What types of HELZ antibodies are available for research applications?

The primary types of HELZ antibodies available include monoclonal antibodies like HELZ Antibody (FA-52), which is a mouse IgG2b kappa light chain antibody that detects human HELZ protein . Polyclonal antibodies are also available, such as the rabbit polyclonal antibodies that have been validated for use in multiple applications . These antibodies are available in non-conjugated forms and have been validated for specific applications including western blotting, immunoprecipitation, and immunofluorescence. For comprehensive studies, researchers can select antibodies based on the epitope region and species specificity requirements.

How does HELZ function in cellular processes and what research methods can investigate this?

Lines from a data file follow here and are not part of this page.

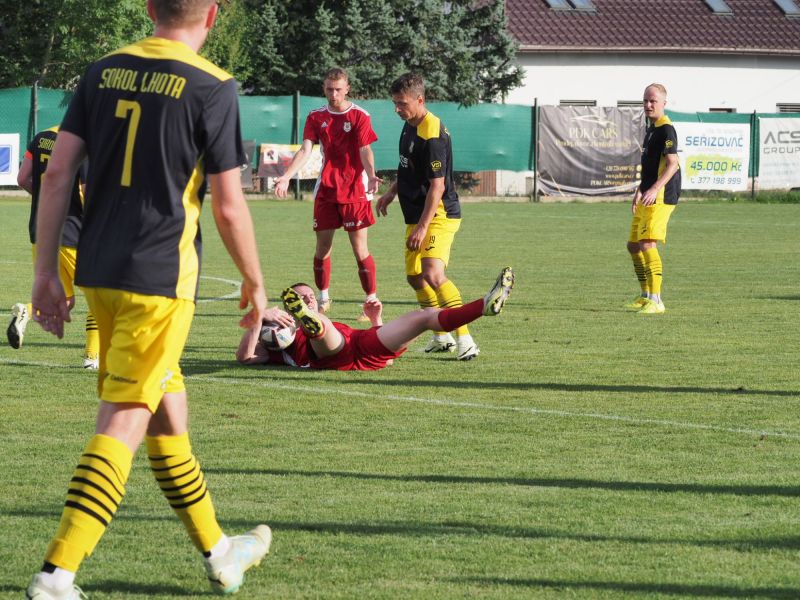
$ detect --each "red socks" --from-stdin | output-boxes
[314,256,331,290]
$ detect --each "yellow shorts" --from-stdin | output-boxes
[81,287,195,413]
[404,216,461,275]
[628,204,675,243]
[31,244,78,298]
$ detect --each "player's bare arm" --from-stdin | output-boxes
[406,177,444,251]
[364,298,383,327]
[642,154,680,206]
[32,131,86,338]
[375,181,397,217]
[275,140,314,198]
[208,168,267,328]
[358,145,383,194]
[17,156,33,194]
[236,322,269,365]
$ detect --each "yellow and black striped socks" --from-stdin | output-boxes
[631,250,650,295]
[145,433,222,553]
[642,246,664,298]
[45,434,133,572]
[436,279,469,337]
[83,311,100,358]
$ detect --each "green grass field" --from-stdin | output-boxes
[0,199,800,599]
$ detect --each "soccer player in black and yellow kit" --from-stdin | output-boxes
[6,127,100,369]
[375,73,480,360]
[625,83,681,315]
[28,0,291,599]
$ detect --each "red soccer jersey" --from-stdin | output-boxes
[303,104,378,203]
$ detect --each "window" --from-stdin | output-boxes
[569,0,597,12]
[705,0,733,15]
[545,0,572,10]
[775,0,800,17]
[558,100,596,106]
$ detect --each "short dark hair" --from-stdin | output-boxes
[389,73,425,98]
[322,67,350,83]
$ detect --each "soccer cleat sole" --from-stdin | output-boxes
[483,267,514,316]
[281,288,325,337]
[6,304,29,350]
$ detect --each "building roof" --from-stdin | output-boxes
[506,0,800,56]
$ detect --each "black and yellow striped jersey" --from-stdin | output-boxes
[25,127,86,248]
[61,37,247,300]
[639,115,681,204]
[397,112,461,225]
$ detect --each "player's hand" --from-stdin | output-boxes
[641,188,658,206]
[263,306,294,327]
[239,281,267,329]
[375,192,394,217]
[275,177,289,198]
[631,187,642,214]
[31,274,71,339]
[364,298,383,327]
[367,175,383,194]
[406,225,428,252]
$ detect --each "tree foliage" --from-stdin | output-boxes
[0,0,152,88]
[207,0,522,105]
[0,0,522,105]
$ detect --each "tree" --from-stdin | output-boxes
[209,0,522,105]
[0,0,152,89]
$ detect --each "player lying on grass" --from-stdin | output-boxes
[236,267,514,371]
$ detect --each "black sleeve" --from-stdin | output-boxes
[202,78,247,173]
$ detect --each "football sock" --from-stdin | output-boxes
[437,298,483,331]
[631,250,650,296]
[436,279,468,337]
[84,311,100,358]
[314,256,331,292]
[356,254,378,296]
[45,434,133,573]
[145,433,222,553]
[642,246,664,299]
[414,285,445,339]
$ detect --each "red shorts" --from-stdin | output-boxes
[311,322,406,371]
[314,198,375,231]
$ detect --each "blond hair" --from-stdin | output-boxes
[644,83,667,100]
[153,0,215,27]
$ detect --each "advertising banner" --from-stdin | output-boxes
[0,133,19,185]
[537,106,644,196]
[258,144,322,179]
[675,122,750,192]
[758,119,800,190]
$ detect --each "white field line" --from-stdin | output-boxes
[197,275,242,304]
[0,358,800,440]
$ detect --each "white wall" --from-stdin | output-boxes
[506,52,800,113]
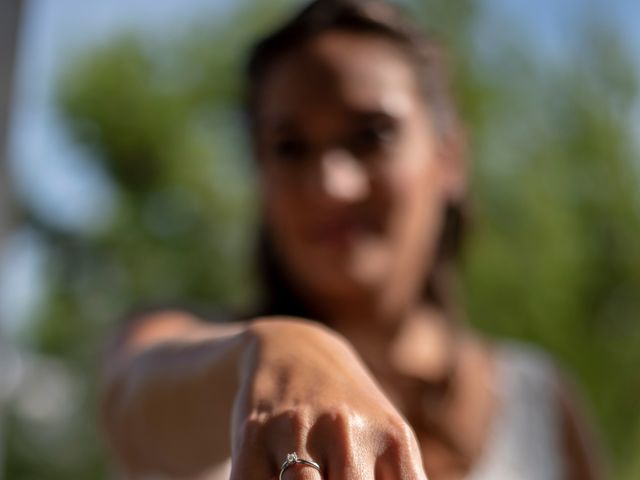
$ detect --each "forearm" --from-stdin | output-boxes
[103,312,246,476]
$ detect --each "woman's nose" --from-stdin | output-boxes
[319,149,370,202]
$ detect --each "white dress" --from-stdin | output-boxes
[467,344,566,480]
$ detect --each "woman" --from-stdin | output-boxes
[104,0,602,480]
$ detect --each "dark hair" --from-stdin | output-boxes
[246,0,467,317]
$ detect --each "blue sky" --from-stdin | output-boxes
[0,0,640,338]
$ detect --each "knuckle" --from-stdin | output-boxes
[387,419,415,450]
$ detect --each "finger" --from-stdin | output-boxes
[229,420,277,480]
[306,412,375,480]
[229,449,278,480]
[375,427,427,480]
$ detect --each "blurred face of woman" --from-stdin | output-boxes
[256,31,463,313]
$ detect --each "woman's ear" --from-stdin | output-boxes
[438,126,468,203]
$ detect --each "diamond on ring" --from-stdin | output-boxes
[278,452,320,480]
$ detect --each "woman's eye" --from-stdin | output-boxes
[350,124,395,154]
[273,138,309,160]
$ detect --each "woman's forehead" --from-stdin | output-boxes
[252,32,419,125]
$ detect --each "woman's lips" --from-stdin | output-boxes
[308,219,367,247]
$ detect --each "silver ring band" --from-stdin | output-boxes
[278,452,320,480]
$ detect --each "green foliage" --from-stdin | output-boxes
[8,0,640,480]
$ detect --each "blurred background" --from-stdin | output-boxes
[0,0,640,480]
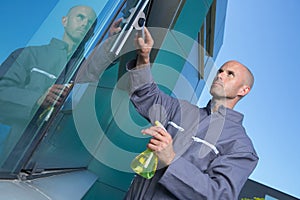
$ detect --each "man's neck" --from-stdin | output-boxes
[211,98,235,112]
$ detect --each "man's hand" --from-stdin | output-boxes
[38,84,70,108]
[142,126,175,166]
[109,18,123,36]
[135,27,154,68]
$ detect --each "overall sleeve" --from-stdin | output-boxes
[159,148,257,200]
[0,51,41,119]
[127,61,179,125]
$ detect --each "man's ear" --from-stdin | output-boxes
[238,85,251,97]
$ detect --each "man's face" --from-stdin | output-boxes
[210,62,246,99]
[63,6,96,43]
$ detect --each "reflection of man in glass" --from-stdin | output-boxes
[0,6,96,163]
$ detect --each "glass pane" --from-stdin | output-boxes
[0,0,126,173]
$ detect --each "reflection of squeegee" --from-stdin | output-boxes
[110,0,149,55]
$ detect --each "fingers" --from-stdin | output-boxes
[135,27,154,65]
[45,84,69,105]
[142,126,172,151]
[135,27,154,50]
[109,18,122,36]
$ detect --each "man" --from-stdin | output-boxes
[0,5,97,166]
[125,29,258,200]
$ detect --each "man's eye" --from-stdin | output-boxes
[228,72,234,77]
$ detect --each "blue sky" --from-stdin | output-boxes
[0,0,300,198]
[216,0,300,198]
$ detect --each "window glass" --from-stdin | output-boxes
[0,0,142,177]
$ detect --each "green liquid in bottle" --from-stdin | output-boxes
[130,149,158,179]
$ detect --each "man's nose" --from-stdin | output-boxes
[81,19,88,27]
[217,72,224,80]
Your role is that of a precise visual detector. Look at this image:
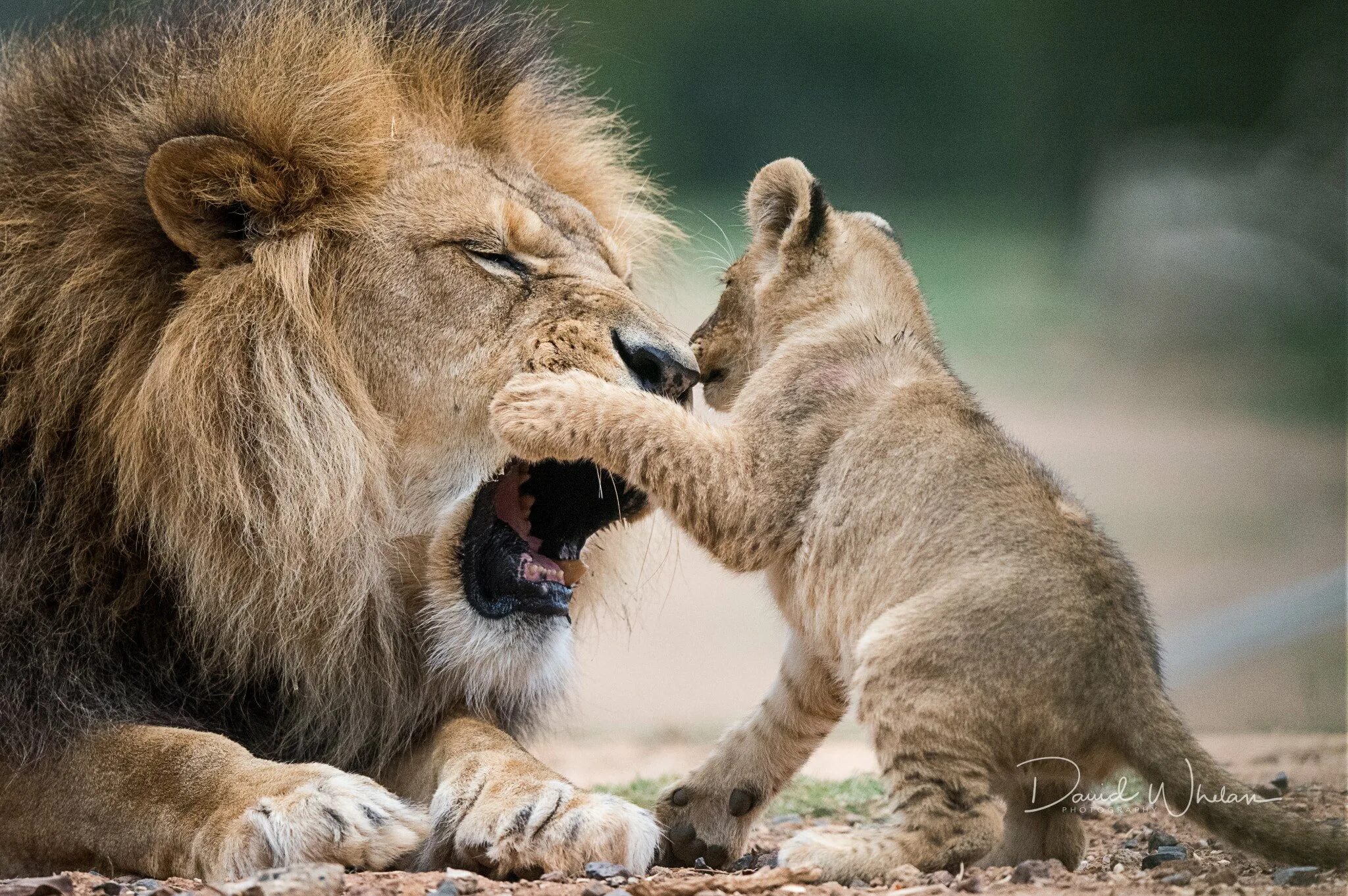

HELZ functions primarily as an RNA helicase that modifies RNA structure by unwinding double-stranded regions. This activity is crucial for proper embryonic development and cellular processes including translation. Recent research has also implicated HELZ in DNA repair mechanisms, specifically in promoting R loop resolution to facilitate DNA double-strand break repair by homologous recombination . To investigate these functions, researchers can employ multiple methodologies including:

• RNA-protein interaction studies using DRIP (DNA-RNA immunoprecipitation)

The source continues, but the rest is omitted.